Years ago, one of my best clients told me on the day we signed our first contract, “today is likely going to be the best day of our relationship, so let’s enjoy it”. It took a minute for that to sink in.
And it took me years to truly understand that building and maintaining good client relationships is a prerequisite to any successful project. This applies as much, if not more, to construction projects given that many decisions are - quite literally - set in stone once they are made and implemented.
In any client service business, conflicts and issues are bound to arise throughout the course of a project or relationship. How you handle these conflicts can have a material impact on your business. Investing time and energy in building healthy relationships, built on trust and transparency, with your clients can help you navigate nearly any problem with integrity and fairness.
Here are 4 tactics I’ve learned the hard way about building and maintaining great client relationships:
It is so simple in concept, but surprisingly difficult in practice. We are all busy - running multiple projects, hiring new talent, winning new business, paying the bills. It is a lot - and with all of the things going on day to day, it is easy to neglect one of the easiest things you can do to keep your clients happy: stay in touch! In our research on residential construction projects, we have found that over 80% of clients expect to talk to their builder or contractor multiple times per week with a majority expecting to have multiple interactions per day. This doesn’t mean that clients expect you to spend your entire day making phone calls. Rather, getting into the habit of simple, more frequent touch points go a long way to keeping everyone feeling positive about progress and that the lines of communication are open. Regular communication is essential - even when there aren’t major updates to share. It also makes having those tougher conversations a lot easier when they arise.
One of the most powerful lessons I learned in my career was that I didn’t have to do it all - that my clients had a major role to play in every project’s success. The issue is that in many cases, clients don’t actually know the role they are supposed to play and what is expected of them! This is especially true in construction, where it is common for clients to be engaging in their very first construction project. Let’s face it, most of us don’t tackle new home builds and renovations more than a few times in our lives. Don’t take for granted the amount of knowledge you have about how construction projects run. You’ve probably seen it all - and learned countless lessons over the years. But, your clients haven’t. Teach them. Educate them. Make it clear what you need from them, when you need it, and why you need it. Do this at the beginning of the project - ideally in writing - and continue to follow up and remind them along the way. Helping your clients make timely decisions about their materials and selections will go a long way toward ensuring a successful project - and a happy client.

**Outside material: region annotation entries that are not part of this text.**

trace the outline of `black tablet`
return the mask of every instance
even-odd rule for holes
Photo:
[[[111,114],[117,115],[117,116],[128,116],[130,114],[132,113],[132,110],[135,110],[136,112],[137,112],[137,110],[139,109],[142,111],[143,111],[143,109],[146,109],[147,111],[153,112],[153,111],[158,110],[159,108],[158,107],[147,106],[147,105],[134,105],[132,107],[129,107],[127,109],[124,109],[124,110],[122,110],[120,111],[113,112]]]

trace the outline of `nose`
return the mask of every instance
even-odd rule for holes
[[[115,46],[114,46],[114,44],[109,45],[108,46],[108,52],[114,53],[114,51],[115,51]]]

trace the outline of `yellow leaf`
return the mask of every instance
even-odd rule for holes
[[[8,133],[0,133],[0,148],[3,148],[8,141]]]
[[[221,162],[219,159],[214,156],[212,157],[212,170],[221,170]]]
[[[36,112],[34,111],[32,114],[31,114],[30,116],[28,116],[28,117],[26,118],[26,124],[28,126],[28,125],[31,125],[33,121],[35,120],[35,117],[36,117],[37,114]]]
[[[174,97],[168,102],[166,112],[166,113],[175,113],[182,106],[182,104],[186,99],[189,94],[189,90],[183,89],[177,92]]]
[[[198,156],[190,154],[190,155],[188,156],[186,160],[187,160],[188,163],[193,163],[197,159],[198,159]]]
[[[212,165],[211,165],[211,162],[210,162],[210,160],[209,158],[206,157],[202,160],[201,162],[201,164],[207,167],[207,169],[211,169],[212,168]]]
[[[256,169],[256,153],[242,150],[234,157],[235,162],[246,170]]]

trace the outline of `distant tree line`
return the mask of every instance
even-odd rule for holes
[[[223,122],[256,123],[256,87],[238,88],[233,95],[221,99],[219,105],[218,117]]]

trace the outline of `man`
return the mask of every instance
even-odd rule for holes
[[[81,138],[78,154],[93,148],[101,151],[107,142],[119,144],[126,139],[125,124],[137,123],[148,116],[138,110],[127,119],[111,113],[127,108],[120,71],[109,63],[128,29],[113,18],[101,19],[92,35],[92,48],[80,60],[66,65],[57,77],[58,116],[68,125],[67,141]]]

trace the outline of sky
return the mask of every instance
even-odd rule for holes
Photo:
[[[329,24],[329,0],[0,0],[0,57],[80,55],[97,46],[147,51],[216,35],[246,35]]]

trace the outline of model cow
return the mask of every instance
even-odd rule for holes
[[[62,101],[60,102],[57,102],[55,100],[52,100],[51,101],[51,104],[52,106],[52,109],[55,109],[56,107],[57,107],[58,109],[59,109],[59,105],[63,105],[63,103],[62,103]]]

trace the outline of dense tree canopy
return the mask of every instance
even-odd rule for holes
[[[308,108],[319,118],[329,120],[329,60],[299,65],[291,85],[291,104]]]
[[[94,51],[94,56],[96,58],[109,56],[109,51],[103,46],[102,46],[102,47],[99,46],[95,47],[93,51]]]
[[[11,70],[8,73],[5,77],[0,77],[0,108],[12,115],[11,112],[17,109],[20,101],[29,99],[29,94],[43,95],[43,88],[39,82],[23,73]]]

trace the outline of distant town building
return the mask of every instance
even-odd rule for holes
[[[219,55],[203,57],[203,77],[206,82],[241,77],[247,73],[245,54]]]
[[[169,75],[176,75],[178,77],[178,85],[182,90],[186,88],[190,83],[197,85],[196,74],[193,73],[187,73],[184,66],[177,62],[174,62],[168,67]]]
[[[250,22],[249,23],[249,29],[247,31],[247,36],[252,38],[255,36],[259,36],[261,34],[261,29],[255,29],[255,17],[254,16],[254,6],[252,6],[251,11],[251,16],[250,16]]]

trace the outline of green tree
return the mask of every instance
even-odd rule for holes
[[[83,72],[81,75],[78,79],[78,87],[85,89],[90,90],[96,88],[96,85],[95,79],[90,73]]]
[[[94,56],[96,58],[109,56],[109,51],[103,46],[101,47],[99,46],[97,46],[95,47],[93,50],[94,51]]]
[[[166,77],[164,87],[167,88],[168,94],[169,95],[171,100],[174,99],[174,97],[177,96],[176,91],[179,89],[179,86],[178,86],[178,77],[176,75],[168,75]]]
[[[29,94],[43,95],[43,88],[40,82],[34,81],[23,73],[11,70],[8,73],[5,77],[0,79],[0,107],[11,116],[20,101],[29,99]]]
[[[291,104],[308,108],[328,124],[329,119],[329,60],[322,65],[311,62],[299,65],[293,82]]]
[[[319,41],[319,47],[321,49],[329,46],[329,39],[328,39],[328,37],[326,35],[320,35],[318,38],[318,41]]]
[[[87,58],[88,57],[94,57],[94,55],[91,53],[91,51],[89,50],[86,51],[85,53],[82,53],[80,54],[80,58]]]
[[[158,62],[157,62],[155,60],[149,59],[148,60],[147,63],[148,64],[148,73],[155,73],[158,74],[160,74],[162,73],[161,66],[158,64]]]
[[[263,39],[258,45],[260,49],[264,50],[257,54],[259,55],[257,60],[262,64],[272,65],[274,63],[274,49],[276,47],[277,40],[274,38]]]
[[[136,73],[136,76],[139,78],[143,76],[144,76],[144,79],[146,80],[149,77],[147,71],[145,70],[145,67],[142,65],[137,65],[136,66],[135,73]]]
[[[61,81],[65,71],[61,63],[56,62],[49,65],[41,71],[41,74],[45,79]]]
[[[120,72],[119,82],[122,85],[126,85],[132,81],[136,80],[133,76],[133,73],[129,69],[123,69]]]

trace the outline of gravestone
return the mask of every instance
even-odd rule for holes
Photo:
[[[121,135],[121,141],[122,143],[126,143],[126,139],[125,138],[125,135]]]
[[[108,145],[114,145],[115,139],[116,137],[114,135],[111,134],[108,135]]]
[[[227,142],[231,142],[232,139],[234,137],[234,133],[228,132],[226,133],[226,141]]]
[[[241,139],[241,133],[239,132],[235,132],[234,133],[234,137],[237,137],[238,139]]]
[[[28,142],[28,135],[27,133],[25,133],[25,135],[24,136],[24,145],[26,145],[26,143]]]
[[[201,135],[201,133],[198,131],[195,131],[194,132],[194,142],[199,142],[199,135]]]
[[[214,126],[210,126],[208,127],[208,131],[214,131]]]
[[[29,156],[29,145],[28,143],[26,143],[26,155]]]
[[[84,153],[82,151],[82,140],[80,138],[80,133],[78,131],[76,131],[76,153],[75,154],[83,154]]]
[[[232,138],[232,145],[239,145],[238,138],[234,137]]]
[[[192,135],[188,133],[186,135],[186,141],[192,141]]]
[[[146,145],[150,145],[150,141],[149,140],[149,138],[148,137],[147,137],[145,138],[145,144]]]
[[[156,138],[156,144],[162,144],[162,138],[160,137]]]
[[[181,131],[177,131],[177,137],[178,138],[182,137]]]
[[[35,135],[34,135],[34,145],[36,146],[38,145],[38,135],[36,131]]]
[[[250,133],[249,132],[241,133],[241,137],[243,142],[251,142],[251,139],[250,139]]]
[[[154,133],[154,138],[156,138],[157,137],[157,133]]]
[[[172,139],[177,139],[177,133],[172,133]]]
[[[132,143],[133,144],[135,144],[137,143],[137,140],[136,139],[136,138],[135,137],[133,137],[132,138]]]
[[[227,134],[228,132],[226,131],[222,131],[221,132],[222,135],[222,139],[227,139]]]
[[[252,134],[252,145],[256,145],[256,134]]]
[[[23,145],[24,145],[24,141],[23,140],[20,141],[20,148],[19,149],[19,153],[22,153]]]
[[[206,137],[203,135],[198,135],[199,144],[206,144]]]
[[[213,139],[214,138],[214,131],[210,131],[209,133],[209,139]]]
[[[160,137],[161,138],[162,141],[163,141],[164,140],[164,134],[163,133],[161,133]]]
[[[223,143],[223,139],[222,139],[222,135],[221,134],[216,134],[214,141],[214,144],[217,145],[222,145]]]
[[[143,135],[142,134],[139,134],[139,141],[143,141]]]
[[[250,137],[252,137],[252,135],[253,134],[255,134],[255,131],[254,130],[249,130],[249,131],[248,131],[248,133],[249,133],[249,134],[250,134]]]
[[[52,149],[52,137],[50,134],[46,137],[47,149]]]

Find ways to ensure that your incentive structure is in sync with your clients best interests. One of the most overlooked tools to create alignment with your client is in how they pay you. There are multiple structures that can be considered - each of which has their merits based on your industry, company size, and goals. Regardless of which you choose, work hard to find ways to align your interests (profit and referrals!) with your customers (quality workmanship, projects that remain on schedule and fair pricing). One way to do this is to consider using a fixed management fee contract structure. In short, this means you are getting paid a fixed amount (typically based on a percentage of the original contract price) - which is fully transparent to your customer from the start. In this structure, you aren’t incentivized to have your customer go over budget. You are getting paid the same amount, regardless of the cost of materials and subcontracted labor. This allows you to guide customers throughout the project and build trust with them around your recommendations (product selections and labor techniques).
Word of mouth referrals are the lifeblood of any client service business - regardless of the industry. It is a given in every construction project - regardless of your contract structure, that there will be multiple opportunities to choose profit over quality. This isn’t about finding ways to cut corners in a vindictive way, it is about the inevitable disputes that arise during the course of a construction project and how those disputes get resolved. Like it or not, miscommunication happens far too often in construction. Erring on the side of quality - doing the right thing for the project, even if it means losing a few dollars of profit on the job - is almost always worth it in the end. If you have open lines of communication with your client, have set clear expectations for them along the way, and have your incentives aligned with theirs, it makes it a lot easier to compromise on disputes with both parties feeling like they got a fair deal.
In summary, good client management boils down to a pretty basic set of relationship principles. In a complicated industry like custom home construction, conflict is inevitable. So, laying the groundwork to manage it when it arises is well worth the effort. This is also why we are building the BuildBook platform - to help builders, their teams, and their clients communicate better together.
What other lessons do you think are essential to building and maintaining great client relationships?